In [None]:
import pandas as pd
import matplotlib.pyplot as plt
from tabulate import tabulate

In [None]:
df = pd.read_csv("Datasets/airport.csv")
df.columns = [
    "Airport", "City", "ScheduledDepartures", "PerformedDepartures", "EnplanedPassengers", 
    "EnplanedRevenueFreightTons", "EnplanedRevenueMailTons",
]

In [None]:
# Build histograms for every variable
df.hist(bins=50, figsize=(12,8))

In [None]:
# Build boxplots for every variable
columns = df.columns[2:]
fig, axes = plt.subplots(nrows=len(columns), ncols=1, figsize=(10, 15))

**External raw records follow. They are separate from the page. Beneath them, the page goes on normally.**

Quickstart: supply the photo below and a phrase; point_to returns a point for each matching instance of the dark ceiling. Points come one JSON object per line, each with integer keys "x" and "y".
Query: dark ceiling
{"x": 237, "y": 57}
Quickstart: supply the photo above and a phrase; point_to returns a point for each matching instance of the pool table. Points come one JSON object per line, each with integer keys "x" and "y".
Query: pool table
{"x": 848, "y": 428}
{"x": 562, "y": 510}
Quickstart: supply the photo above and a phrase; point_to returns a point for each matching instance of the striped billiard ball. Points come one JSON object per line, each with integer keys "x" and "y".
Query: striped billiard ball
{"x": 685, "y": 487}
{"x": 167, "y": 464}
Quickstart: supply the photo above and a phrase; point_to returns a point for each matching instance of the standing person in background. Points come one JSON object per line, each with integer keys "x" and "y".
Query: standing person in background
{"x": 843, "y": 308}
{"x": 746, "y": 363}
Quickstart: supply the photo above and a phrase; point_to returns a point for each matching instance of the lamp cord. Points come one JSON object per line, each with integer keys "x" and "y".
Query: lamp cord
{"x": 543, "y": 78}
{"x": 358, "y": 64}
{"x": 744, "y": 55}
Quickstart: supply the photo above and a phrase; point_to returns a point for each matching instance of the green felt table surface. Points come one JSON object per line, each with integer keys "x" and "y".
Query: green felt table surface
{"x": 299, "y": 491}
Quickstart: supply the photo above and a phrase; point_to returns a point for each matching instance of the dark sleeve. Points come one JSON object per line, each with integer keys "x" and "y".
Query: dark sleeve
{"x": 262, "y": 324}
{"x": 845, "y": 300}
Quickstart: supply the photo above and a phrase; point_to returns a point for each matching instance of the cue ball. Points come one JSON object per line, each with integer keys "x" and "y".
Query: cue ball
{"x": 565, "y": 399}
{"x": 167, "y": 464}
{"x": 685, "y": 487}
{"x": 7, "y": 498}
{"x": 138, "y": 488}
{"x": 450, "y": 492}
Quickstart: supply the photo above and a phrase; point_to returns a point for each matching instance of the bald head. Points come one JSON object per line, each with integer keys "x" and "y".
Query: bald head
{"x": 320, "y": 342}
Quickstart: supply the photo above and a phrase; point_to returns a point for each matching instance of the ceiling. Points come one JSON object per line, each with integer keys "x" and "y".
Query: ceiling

for i in range(len(columns)):
    axes[i].boxplot(
        df[columns[i]], vert=False, patch_artist=True,
        boxprops=dict(facecolor="lightblue", color="blue"),
        medianprops=dict(color="red"),
        whiskerprops=dict(color="blue"),
        capprops=dict(color="blue"),
        flierprops=dict(markerfacecolor="orange", marker="o", markersize=5),
    )
    axes[i].set_title(columns[i])
    axes[i].grid(True, axis="x", linestyle="--")

plt.tight_layout()
plt.show()

In [None]:
# Numerical characteristics of all variables
numerical_df = df.select_dtypes(include=["number"])
table = pd.DataFrame({
    "Mean": numerical_df.mean(),
    "Variance": numerical_df.var(),
    "Deviation": numerical_df.std(),
    "Median": numerical_df.median(),
    "Q1": numerical_df.quantile(0.25),
    "Q3": numerical_df.quantile(0.75),
})
table.columns = ["Mean", "Variance", "Deviation", "Median", "Q1", "Q3"]
print(tabulate(table, headers="keys",  tablefmt="fancy_grid"))

In [None]:
# Coefficients of correlation between variables
correlations = df.select_dtypes(include=["number"]).corr()
print(tabulate(correlations, headers="keys", tablefmt="fancy_grid"))